The Webtide Jetty development team is pleased to announce that we have released Jetty 9.2.0, which is available for download from eclipse or maven central.
Along with numerous fixes and improvements, this release has some exciting new features.

Java 8 Support

Jetty 9.2.0 has been updated to run well with Java 8, including updating dependencies such as ASM.   While Jetty does not yet take advantage of any Java 8 language features, the server does run on the JVM 8, so that improvements in the JIT and garbage collector are available to Jetty users.

Quick Start

We have already announced the quickstart mechanism that resulted from our collaboration with Google AppEngine.   The quick start mechanism allows the start up time of web applications to be reduced to a few hundred milliseconds. For cloud system like AppEngine, this reduced start time can save vital resources as it allows web applications to be started on demand within the acceptable response time of a single request.

Apache JSP/JSTL

The 9.2 release has switched to using the Apache version of Jasper for JSP and JSTL.   Early releases of Jetty used these implementations, but switched to Glassfish when it became the reference implementation.   However the Apache version is now more rigorously maintained and hence we have switched back.  Currently we are using a slightly modified version of 8.0.3, however our  modifications have been contributed back to apache and have been accepted for their 8.0.9 release, so we will soon switch to using a standard jar from Apache.

Async I/O Proxying

The ProxyServlet class implements a flexible reverse proxy by leveraging Jetty 9’s asynchronous HttpClient. Before Jetty 9.2.0 the ProxyServlet implementation was reading data from the downstream client and writing data to the downstream client using the blocking APIs of, respectively, the request ServletInputStream and the response ServletOutputStream.
From Jetty 9.2.0 a new implementation has been introduced, AsyncProxyServlet, that leverages the asynchronous I/O features of Servlet 3.1 to read from and write to the downstream client, therefore making possible to be 100% fully asynchronous. This means better scalability and less resources used by the server to proxy the requests/responses.
Users that are bound to use Servlet 3.0 can continue to use ProxyServlet; you can leverage AsyncProxyServlet’s scalability by updating your web application to use Servlet 3.1, and by deploying it in Jetty 9.2.0 or greater.

Async FastCGI

The primary beneficiary of AsyncProyServlet is Jetty’s FastCGI support, which we are using in this same web site and that we have discussed here and here.
By using AsyncProyServlet, the FastCGI proxying has become even more efficient and allows Jetty to run with a minimum of memory (just 20 MiB of occupied heap) and minimum of threads.
With Jetty 9.2.0 you can deploy your PHP applications leveraging Jetty’s scalability and SPDY support (along with Jetty’s SPDY Push) to make your web sites quick and responsive.

ALPN Support

Jetty 9.2.0 provides an implementation of ALPN, the Application Layer Protocol Negotiation specification.
ALPN is the successor to NPN (the Next Protocol Negotiation) and is implemented for both JDK 7 and JDK 8. ALPN will be used by SPDY and HTTP 2.0 to negotiate the application protocol of a TLS connection.
Users using NPN and JDK 7 may continue to do so, or update to ALPN. Users of JDK 8 will only be able to use ALPN.
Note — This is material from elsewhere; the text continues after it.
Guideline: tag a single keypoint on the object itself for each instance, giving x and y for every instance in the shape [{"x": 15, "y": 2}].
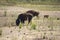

Multiple Jetty base directories

The Jetty 9.0 series introduced the $jetty.base and $jetty.home mechanism, which allows local configuration modifications to all be put into a base directory which is kept separate from the home directory, which can be kept as an unmodified jetty distribution.  This allows simple upgrades between jetty versions without the need to refactor your configuration.  Jetty 9.2 has now extended this mechanism to allow multiple directories.  You can now have layers of configuration, your your enterprise, your cluster, your node and your webapp, or however you wish to layer your configuration.